A 64-year-old woman in Taiwan struggled to sleep, kept awake by unrelenting clicking sounds accompanied by a sensation of movement in her left ear. So after four days and nights of her unusual symptoms, she went to an ear, nose, and throat clinic, where doctors found the culprit: a tiny spider hanging out — and molting! — inside her ear canal.
"She didn't feel pain because the spider was very small," said Dr. Tengchin Wang, who co-authored a report about the creepy discovery in the New England Journal of Medicine, and even posted video of the insect while it was inside the ear (see below).
He described the spider, which had shed its exoskeleton inside her ear, as 2 to 3 millimeters, or 1/10 of an inch.

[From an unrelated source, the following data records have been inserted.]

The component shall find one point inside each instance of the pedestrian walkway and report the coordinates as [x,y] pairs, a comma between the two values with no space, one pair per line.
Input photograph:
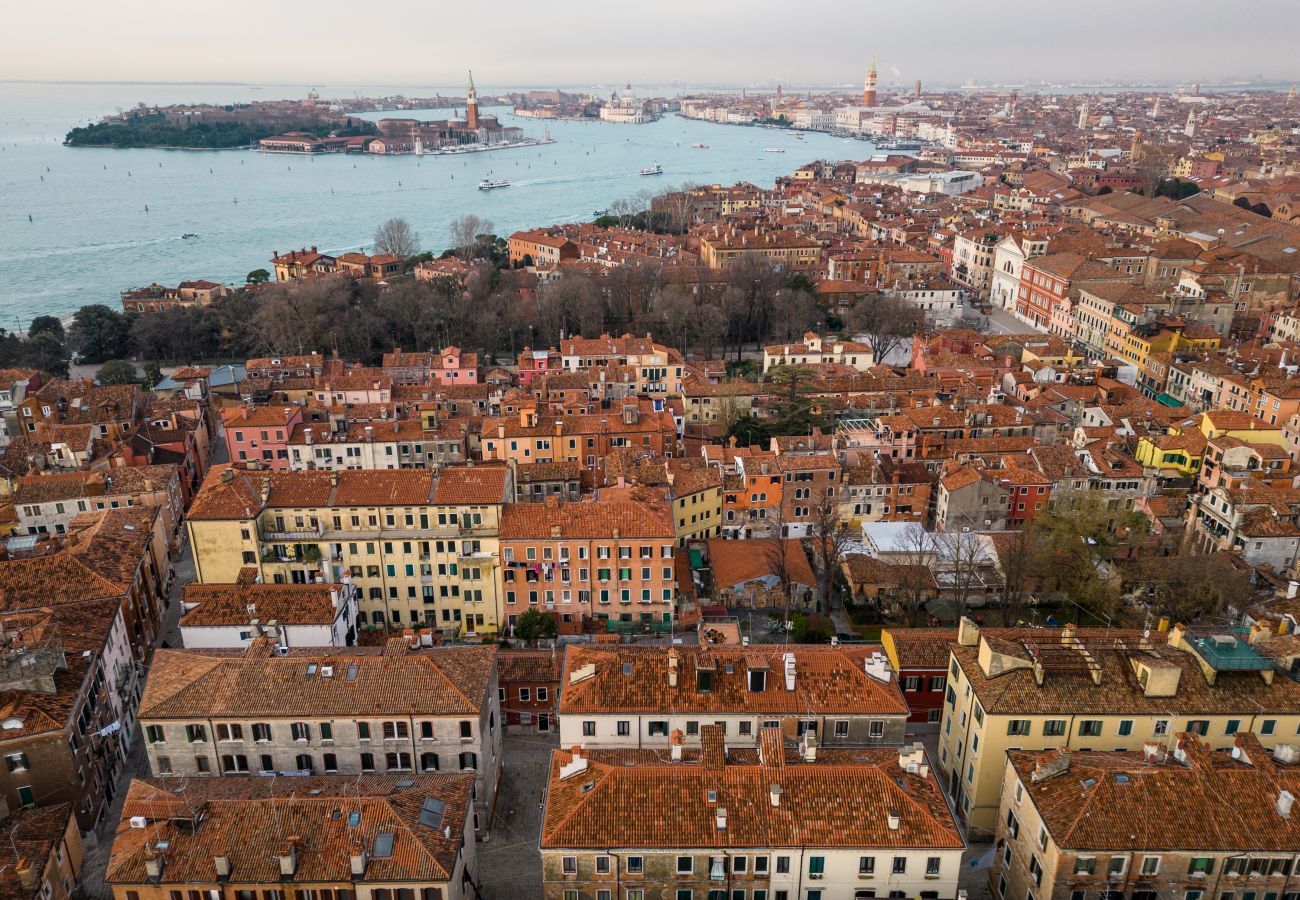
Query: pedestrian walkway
[510,865]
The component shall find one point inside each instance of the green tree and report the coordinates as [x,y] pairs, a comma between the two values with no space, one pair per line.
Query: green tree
[100,333]
[534,626]
[1078,539]
[46,324]
[47,353]
[117,372]
[793,406]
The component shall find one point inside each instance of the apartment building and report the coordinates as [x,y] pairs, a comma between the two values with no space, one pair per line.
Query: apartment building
[77,626]
[333,838]
[1170,820]
[638,696]
[762,823]
[373,444]
[48,853]
[259,435]
[290,614]
[814,350]
[919,656]
[420,545]
[1097,689]
[584,437]
[609,558]
[48,503]
[394,710]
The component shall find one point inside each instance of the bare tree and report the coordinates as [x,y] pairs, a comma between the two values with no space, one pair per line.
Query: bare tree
[1018,552]
[914,559]
[1197,585]
[570,303]
[710,328]
[752,282]
[397,238]
[830,536]
[793,314]
[887,323]
[962,557]
[466,230]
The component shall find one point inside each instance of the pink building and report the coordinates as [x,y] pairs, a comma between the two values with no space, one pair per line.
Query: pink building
[260,433]
[536,363]
[455,367]
[450,366]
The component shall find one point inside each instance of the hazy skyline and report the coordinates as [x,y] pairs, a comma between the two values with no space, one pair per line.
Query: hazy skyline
[510,42]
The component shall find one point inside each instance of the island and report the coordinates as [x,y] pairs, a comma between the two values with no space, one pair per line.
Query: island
[165,130]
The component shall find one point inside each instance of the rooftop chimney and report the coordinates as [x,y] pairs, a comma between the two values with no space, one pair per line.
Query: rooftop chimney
[1053,762]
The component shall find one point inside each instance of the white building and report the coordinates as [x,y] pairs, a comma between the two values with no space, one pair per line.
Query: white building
[290,614]
[940,302]
[804,823]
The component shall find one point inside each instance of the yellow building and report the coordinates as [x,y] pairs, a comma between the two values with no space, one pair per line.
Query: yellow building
[1097,689]
[719,249]
[697,501]
[1178,454]
[421,545]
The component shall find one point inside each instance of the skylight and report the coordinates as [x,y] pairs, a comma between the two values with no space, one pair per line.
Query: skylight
[432,812]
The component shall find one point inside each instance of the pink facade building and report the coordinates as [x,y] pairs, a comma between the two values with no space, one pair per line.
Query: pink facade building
[260,433]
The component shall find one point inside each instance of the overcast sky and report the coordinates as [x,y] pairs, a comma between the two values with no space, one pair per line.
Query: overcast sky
[650,42]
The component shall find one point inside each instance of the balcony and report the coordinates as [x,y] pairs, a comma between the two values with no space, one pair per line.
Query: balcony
[303,535]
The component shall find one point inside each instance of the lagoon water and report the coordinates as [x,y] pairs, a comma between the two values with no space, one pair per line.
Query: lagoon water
[90,236]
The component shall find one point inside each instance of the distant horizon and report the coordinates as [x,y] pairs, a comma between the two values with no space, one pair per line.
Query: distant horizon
[1160,42]
[1277,85]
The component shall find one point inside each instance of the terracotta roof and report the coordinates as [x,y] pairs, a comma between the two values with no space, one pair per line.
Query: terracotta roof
[1213,803]
[317,810]
[1015,692]
[287,604]
[198,683]
[922,648]
[529,666]
[638,799]
[827,680]
[588,519]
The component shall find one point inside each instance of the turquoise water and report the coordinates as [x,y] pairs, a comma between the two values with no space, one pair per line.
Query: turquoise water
[90,236]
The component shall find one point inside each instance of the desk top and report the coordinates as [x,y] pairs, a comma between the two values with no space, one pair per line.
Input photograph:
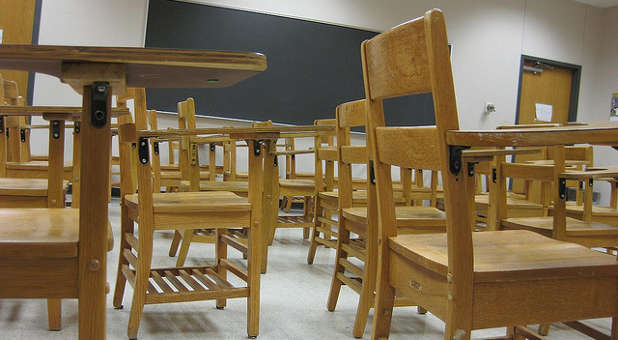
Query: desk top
[153,68]
[604,133]
[267,132]
[74,112]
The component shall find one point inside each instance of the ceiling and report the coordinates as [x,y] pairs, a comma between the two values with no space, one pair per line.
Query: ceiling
[600,3]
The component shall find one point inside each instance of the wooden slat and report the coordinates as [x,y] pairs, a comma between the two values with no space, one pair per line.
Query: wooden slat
[528,171]
[219,280]
[173,280]
[129,274]
[130,257]
[234,243]
[235,269]
[353,251]
[352,114]
[160,282]
[352,283]
[132,240]
[354,154]
[190,280]
[418,146]
[204,279]
[352,268]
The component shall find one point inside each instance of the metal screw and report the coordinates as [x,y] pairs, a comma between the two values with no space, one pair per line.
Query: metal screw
[94,265]
[98,114]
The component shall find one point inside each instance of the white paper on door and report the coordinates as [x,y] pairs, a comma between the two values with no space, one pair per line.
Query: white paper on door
[544,112]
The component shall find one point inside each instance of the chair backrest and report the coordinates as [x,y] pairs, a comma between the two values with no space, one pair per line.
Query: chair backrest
[349,115]
[325,157]
[413,58]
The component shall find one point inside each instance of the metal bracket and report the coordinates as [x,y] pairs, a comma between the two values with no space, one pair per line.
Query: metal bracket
[142,150]
[193,154]
[98,105]
[454,154]
[55,129]
[372,174]
[471,168]
[562,188]
[257,146]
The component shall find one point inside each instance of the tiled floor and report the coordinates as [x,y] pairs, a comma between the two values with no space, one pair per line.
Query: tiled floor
[293,304]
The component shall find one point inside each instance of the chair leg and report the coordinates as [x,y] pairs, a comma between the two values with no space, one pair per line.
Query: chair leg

The doctor was able to suction out the tiny invader, along with its molted leftovers, with a tube.
From NBC News:
Wang said he wrote the report because of the case's novelty: He had seen ants, moths, cockroaches and mosquitoes inside people's ears before, but never an insect that molted inside an ear canal.
He urged the public to see a doctor if they ever experience such symptoms. …
Discovering an insect inside a person's ear is rare but not unheard of, doctors in the U.S. say.
Most ear, nose and throat specialists see "tens, if not more, of bugs or some sort of arthropod" in ear canals throughout their career, according to Dr. David Kasle, a physician at ENT Sinus and Allergy of South Florida, who wasn't involved in the new research.